Iranian Saffron should be stored in an airtight container and kept in a cool, dark place away from direct sunlight. It should also be protected from moisture and heat to preserve its flavor and aroma.
Iranian Saffron is harvested by hand, as the pistils of the Crocus sativus flower must be carefully removed from the flower using tweezers. It is a labor-intensive process that requires thousands of flowers to be harvested for a small amount of saffron.
Video: Discovering the World of Iranian Saffron
Iranian Saffron is classified into different grades based on criteria such as color, aroma, and moisture content. The top grade is known as “sargol,” which consists of the bright red stigmas with no yellow or white parts. The lower grades include “pushal,” which includes parts of the yellow style, and “bunch,” which includes the entire pistil with the red stigma and yellow style.

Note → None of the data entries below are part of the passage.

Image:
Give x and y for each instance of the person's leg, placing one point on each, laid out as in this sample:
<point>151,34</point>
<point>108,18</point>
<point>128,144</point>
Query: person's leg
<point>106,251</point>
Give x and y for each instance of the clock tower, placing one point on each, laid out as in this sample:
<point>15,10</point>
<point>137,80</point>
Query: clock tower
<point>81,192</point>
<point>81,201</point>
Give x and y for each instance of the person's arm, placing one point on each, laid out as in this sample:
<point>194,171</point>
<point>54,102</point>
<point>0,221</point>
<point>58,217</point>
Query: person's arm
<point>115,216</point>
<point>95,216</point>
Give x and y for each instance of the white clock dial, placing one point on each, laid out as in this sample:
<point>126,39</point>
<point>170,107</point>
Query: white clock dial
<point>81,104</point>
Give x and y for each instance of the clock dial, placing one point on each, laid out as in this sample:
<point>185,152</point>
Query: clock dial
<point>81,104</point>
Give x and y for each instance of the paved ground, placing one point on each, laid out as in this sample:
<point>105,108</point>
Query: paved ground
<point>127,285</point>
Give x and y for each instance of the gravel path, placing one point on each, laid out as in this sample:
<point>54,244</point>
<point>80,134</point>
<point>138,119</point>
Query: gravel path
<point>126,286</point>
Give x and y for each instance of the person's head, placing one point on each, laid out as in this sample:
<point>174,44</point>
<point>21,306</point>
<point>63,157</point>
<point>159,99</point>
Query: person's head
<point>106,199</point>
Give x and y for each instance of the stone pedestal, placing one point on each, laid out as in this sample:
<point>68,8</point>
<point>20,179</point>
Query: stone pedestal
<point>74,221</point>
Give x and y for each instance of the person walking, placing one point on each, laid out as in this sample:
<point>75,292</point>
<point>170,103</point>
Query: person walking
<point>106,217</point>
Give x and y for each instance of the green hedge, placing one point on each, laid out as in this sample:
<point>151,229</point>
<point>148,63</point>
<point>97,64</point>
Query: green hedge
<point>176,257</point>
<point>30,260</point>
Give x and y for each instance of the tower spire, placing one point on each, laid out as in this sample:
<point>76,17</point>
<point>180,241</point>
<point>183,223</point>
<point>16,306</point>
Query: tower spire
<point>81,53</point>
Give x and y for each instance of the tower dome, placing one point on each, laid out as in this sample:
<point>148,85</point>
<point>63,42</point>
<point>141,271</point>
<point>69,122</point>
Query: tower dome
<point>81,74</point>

Iranian Saffron is mostly harvested by hand, which can be a sustainable practice if done responsibly. However, overharvesting or improper agriculture practices can lead to soil degradation and endanger the sustainability of the crop. Efforts are being made to promote sustainable saffron farming practices in Iran.
Iranian Saffron has a long history of use in traditional medicine and folk remedies. It has been used for its mood-enhancing effects, as an aphrodisiac, and to treat various ailments such as digestive disorders, menstrual cramps, and insomnia. It has also been used as a dye for fabrics and cultural ceremonies.